As it turned out, Mr. Ayers didn’t fare any better with swift justice than he did when justice was delayed. The Supreme Court unanimously concluded that Mr. Ayers failed to present any legal reason why Judge McPhillips’ decision should be overturned. While lamenting that it was “extremely unfortunate that the judgment in this case was not filed for almost 25 years,” the Court also noted that Mr. Ayers took no measures to try to hasten a resolution to the matter. The Court also found Mr. Ayers’ allegations of conspiracies against him to be beyond the scope of what it could consider, thus bringing to a final conclusion, the case of Ayer v Rubow.

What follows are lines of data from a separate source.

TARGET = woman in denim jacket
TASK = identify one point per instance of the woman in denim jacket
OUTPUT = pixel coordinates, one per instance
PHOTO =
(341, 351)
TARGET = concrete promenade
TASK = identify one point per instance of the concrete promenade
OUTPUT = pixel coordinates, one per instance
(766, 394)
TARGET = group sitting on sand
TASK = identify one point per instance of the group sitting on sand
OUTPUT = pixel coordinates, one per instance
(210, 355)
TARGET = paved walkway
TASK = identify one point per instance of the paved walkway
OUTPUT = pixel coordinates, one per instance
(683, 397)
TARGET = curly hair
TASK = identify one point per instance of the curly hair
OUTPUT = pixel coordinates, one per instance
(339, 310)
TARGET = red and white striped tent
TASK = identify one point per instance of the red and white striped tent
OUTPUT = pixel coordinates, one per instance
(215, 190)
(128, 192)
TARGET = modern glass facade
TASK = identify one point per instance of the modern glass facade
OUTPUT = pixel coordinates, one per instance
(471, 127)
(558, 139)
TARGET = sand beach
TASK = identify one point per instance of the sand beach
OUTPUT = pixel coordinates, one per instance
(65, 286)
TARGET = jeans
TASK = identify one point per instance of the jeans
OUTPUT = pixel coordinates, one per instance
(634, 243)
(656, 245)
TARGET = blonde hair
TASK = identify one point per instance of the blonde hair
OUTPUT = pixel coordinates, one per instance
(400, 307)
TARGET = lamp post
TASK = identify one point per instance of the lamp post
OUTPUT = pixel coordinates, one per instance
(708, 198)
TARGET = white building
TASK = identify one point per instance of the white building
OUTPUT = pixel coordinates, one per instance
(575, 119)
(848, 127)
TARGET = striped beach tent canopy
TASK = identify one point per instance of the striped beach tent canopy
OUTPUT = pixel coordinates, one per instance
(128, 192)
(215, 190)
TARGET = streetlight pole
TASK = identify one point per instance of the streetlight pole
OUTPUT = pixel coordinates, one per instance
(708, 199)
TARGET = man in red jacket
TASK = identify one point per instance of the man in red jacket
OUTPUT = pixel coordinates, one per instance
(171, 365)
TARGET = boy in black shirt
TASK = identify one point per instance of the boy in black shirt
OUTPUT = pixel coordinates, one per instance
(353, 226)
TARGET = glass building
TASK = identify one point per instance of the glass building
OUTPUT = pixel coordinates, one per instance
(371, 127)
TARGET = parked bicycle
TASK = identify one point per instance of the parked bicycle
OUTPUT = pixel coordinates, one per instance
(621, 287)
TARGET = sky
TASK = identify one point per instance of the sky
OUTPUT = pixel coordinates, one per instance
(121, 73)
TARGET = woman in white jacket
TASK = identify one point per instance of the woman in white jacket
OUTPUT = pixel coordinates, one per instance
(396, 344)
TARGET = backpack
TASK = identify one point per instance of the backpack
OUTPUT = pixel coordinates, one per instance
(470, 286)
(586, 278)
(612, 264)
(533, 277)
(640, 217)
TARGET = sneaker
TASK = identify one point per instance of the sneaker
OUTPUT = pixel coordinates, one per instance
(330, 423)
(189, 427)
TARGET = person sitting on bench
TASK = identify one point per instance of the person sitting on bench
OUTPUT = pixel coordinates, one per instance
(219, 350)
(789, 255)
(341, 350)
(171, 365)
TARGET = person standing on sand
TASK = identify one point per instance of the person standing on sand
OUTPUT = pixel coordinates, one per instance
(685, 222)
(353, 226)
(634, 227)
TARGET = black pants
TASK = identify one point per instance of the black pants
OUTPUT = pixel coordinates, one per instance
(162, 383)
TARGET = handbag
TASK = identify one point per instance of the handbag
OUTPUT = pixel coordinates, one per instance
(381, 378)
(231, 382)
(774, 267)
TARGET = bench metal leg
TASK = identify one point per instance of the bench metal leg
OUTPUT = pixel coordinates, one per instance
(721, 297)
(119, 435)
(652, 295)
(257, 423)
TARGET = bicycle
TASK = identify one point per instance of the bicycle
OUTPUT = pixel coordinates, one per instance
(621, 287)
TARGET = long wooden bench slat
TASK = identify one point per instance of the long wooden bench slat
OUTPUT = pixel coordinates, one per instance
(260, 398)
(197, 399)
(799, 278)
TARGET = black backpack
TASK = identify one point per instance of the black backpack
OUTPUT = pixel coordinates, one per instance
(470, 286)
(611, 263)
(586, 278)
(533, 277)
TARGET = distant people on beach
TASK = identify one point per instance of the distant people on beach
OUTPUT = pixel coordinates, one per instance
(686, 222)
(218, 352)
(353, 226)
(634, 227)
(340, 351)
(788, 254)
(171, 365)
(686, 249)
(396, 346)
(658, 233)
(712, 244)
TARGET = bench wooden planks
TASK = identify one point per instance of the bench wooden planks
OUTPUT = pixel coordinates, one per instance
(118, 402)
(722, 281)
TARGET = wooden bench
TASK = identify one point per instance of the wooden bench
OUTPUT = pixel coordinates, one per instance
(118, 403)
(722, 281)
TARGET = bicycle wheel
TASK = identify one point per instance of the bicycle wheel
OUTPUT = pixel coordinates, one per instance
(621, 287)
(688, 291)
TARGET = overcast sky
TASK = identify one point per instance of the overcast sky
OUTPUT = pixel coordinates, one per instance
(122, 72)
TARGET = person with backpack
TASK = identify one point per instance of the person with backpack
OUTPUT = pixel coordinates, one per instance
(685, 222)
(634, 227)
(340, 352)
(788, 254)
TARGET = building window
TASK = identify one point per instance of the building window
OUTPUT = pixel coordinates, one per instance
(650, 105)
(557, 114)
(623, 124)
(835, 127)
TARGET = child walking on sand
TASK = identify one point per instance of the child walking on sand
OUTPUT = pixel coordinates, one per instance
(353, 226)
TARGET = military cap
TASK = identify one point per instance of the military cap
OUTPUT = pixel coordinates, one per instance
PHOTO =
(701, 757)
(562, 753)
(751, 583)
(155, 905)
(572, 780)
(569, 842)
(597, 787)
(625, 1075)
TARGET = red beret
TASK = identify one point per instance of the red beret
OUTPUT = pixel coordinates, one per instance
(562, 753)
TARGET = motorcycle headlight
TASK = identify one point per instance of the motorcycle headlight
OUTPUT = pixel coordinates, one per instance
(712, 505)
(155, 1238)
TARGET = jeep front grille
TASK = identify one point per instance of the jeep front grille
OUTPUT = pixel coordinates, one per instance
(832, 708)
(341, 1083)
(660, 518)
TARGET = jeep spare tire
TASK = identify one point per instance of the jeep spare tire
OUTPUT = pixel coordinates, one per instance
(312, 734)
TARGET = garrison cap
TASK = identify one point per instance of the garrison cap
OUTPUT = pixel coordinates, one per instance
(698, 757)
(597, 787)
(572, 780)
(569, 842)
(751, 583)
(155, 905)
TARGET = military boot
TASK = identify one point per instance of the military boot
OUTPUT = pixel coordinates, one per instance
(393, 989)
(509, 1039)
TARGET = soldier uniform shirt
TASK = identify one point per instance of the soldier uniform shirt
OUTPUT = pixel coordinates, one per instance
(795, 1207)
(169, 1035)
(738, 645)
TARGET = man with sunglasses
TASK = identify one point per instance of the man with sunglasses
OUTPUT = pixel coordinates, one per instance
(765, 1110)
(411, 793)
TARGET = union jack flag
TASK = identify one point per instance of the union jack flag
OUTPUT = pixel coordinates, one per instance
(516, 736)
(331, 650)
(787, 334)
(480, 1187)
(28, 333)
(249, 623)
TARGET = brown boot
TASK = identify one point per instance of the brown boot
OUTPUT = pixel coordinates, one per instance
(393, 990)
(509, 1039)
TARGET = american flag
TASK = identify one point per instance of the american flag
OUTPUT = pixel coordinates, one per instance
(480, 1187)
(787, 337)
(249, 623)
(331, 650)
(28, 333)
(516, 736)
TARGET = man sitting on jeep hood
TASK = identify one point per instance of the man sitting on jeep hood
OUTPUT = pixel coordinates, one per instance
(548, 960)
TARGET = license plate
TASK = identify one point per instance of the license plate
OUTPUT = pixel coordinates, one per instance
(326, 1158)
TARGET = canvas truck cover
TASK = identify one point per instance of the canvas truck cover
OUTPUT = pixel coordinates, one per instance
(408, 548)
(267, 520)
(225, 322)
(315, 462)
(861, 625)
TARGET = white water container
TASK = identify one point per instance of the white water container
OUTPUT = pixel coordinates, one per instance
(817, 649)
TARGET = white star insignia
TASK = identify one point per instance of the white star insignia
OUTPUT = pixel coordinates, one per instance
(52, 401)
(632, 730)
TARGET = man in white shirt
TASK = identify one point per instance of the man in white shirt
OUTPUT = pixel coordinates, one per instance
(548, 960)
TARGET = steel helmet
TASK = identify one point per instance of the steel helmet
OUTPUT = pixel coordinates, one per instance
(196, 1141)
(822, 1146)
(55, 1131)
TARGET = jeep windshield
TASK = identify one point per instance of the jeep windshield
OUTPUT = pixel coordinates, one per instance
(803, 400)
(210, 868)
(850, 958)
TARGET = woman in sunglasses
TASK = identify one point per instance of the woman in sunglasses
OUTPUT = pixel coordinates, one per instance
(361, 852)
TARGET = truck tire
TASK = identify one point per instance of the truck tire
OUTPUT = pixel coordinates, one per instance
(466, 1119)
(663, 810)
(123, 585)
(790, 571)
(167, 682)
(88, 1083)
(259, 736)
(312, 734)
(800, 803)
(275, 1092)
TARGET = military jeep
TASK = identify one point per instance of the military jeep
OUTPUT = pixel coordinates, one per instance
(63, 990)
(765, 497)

Had the case continued for much longer, it might have become reminiscent of the infamous case of Jarndyce and Jarndyce, so memorably described in the opening pages of Charles Dickens’ Bleak House:
“Jarndyce and Jarndyce drones on. This scarecrow of a suit has, in course of time, become so complicated that no man alive knows what it means. The parties to it understand it least, but it has been observed that no two Chancery lawyers can talk about it for five minutes without coming to a total disagreement as to all the premises. Innumerable children have been born into the cause; innumerable young people have married into it; innumerable old people have died out of it. Scores of persons have deliriously found themselves made parties in Jarndyce and Jarndyce without knowing how or why; whole families have inherited legendary hatreds with the suit. The little plaintiff or defendant who was promised a new rocking-horse when Jarndyce and Jarndyce should be settled has grown up, possessed himself of a real horse, and trotted away into the other world. Fair wards of court have faded into mothers and grandmothers; a long procession of Chancellors has come in and gone out; the legion of bills in the suit have been transformed into mere bills of mortality; there are not three Jarndyces left upon the earth perhaps since old Tom Jarndyce in despair blew his brains out at a coffee-house in Chancery Lane; but Jarndyce and Jarndyce still drags its dreary length before the court, perennially hopeless.”